身元引受人が現れない限りは、住む部屋も借りられない、働く事も…恐らくは適わない」
言われてみれば当然かも知れない事を、島としては今まで…全く失念していて。
だから、今更…今初めてそんな事を突き付けられて、これ以上は無いほどに当惑して。
「ま、そんな理由で実際を言えば、俺とスターシャは『夫婦』じゃないんだな。これが…。
戸籍の無い異星の女と、その身元引受人でしか無いんだ。今の所は、な」
守は、溜息半分。
ふざけているかと思うほど、大仰に両手を拡げて肩を竦(すく)めてみせながら、そう言って。
「それでも…スターシャは、俺の女だ。
それ以外の何者でも無い」
続けた言葉は…至極、真面目な顔で。
「…話、戻すとな。
政府も軍も、取り敢えずは無責任に放り出すつもりは無い。
当面は、軍の官舎辺りを宛(あて)がう…までは決まってる。
但し、あくまでも『当面』だ」
そこで、一旦言葉を切った。
島が聴いているだろう…とは分かっているが、それをなお確認する為に。
「…で、どうしても…なら。
俺も、また身元引受人しても…一向に構わないんだが」
何しろ…あの帰路に、ろくに何も聞いていない、見ていない…という状態の島を、目の当たりにしているから。
「お前は、既に成人してて。
法的には充分、彼女の身元引受人が出来るんだ…って事を憶えとけ」
…それだけだ、と。
また、島の眼前に人差し指を突き付けて。
途中までは…途惑いながらでも、間違いなく聴いていた。
意識していなかった問題の方が、抱えている不安よりも余程まだ早く、身近に存在していたという事の…現実に。

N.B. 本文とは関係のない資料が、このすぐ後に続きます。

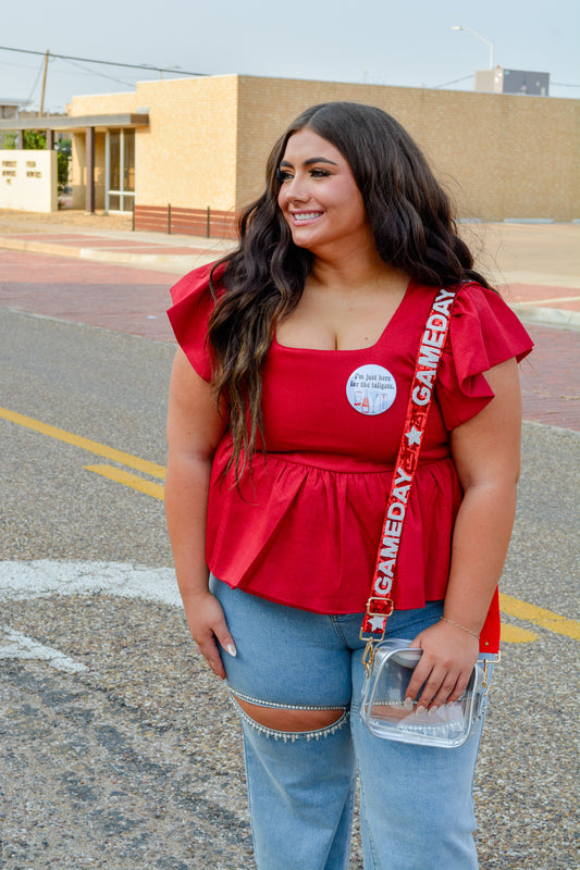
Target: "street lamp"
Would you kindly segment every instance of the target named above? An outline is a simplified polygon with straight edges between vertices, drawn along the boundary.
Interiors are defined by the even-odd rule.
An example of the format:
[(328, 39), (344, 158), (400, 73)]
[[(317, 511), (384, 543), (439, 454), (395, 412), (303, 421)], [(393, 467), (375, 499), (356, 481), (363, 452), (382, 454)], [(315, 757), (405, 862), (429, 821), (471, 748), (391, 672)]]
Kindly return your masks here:
[(493, 70), (493, 42), (490, 42), (489, 39), (484, 39), (481, 34), (478, 34), (477, 30), (472, 30), (471, 27), (461, 27), (459, 24), (454, 24), (452, 30), (467, 30), (473, 36), (477, 36), (478, 39), (481, 39), (482, 42), (485, 42), (485, 45), (490, 47), (490, 70)]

今まで、そんな事に思い至らなかった自分の間抜けさ加減に、多少…呆れながらも。
そして、この期に及んでまだ惑う。
ほんの…少しの間だけ。
「…俺が追い掛けて来る…と、分かってたんですか?」
食事を理由に引き止めようとする声に、すぐ戻るから…と投げ付けるように言い訳して。
追い付けるのかどうか…に、焦りを感じながらエントランスまで辿り着いてみれば。
「いいや?
10分くらいは、待っててやろうか…と思っただけだ」
その階段下に立っていて、さら…っと言い捨ててくれる、守のしたり顔に。
そこまで駆け降りて来た事で、息を弾ませてしまっている自分が…かなり口惜しい。
走った事と口惜しさに、わずかに朱を刷(は)いて不機嫌そうな島の顔に、つい可愛らしいと思ってしまって苦笑する守と。
その守の笑みが、余計に口惜しく感じる…島と。
「…そこまで、気が廻るくらいなら。
何か…ちゃんと、考えてくれている事が有るんですよね?」
そんな感情を隠さないでそのまま、少しばかり強い語調で島が問えば。
「無くはないぞ?
お気に召すかどうか…までは、責任持てないけどな」
そんな事には全然気付かなかったかのように、また守はあっさりと言ってのけて。
◇
◇
◇
◇
守の提案に、案の定…人事は難色を示した。
守自身も加わって、記憶に残っている「冥王星」までに一度、地球艦隊はほぼ全滅まで追い込まれている。
それに加えて、先の戦いで…また、二度目を。
艦艇操舵の有資格者は、やはり少ないながら…それなりに数が居るとしても。
「数少ない『有経験者』を…」
「お言葉ですが。
ヤマトくらいしか生き残ってないからこそ、『処分』を厳然として行っておくべきでしょう?」
「叛乱」を起こした艦のみが生き延びて、正規に動いた艦艇は…生き残っていないのだから。
そんな経緯も既に、世間には知られているのだから。
「司令部から『独立』していたからこそ、生き残ったのだ…などと風評を立てられないうちに」
直前まで司令部に関わり無く、先の戦いにも関わり無かった守だからこそ。
いっそ…はっきりと言えてしまう、ある意味…真実を。
「いや…しかし、だな…」
まだ、何か言いたげなのを。
「…たかが、一艦の幹部乗員の3、4人、まとめて『処分』する事も出来ないと?
そう出来ないほど、防衛軍は人材に乏(とぼ)しい…と?」
ここ数日以前に、友人と弟から充分に話を聞いて承知していながら、わざとらしいまでの無邪気を装って…にこやかにとどめを討って。
もう、これ以上の反論は無い…と見て取って。
「…では。
古代進、真田志郎、島大介…以上3名。
然るべき処断を下します」
つい、今までのにこやかさなど何処に捨てたかと思うほど、冷淡に言い捨てて。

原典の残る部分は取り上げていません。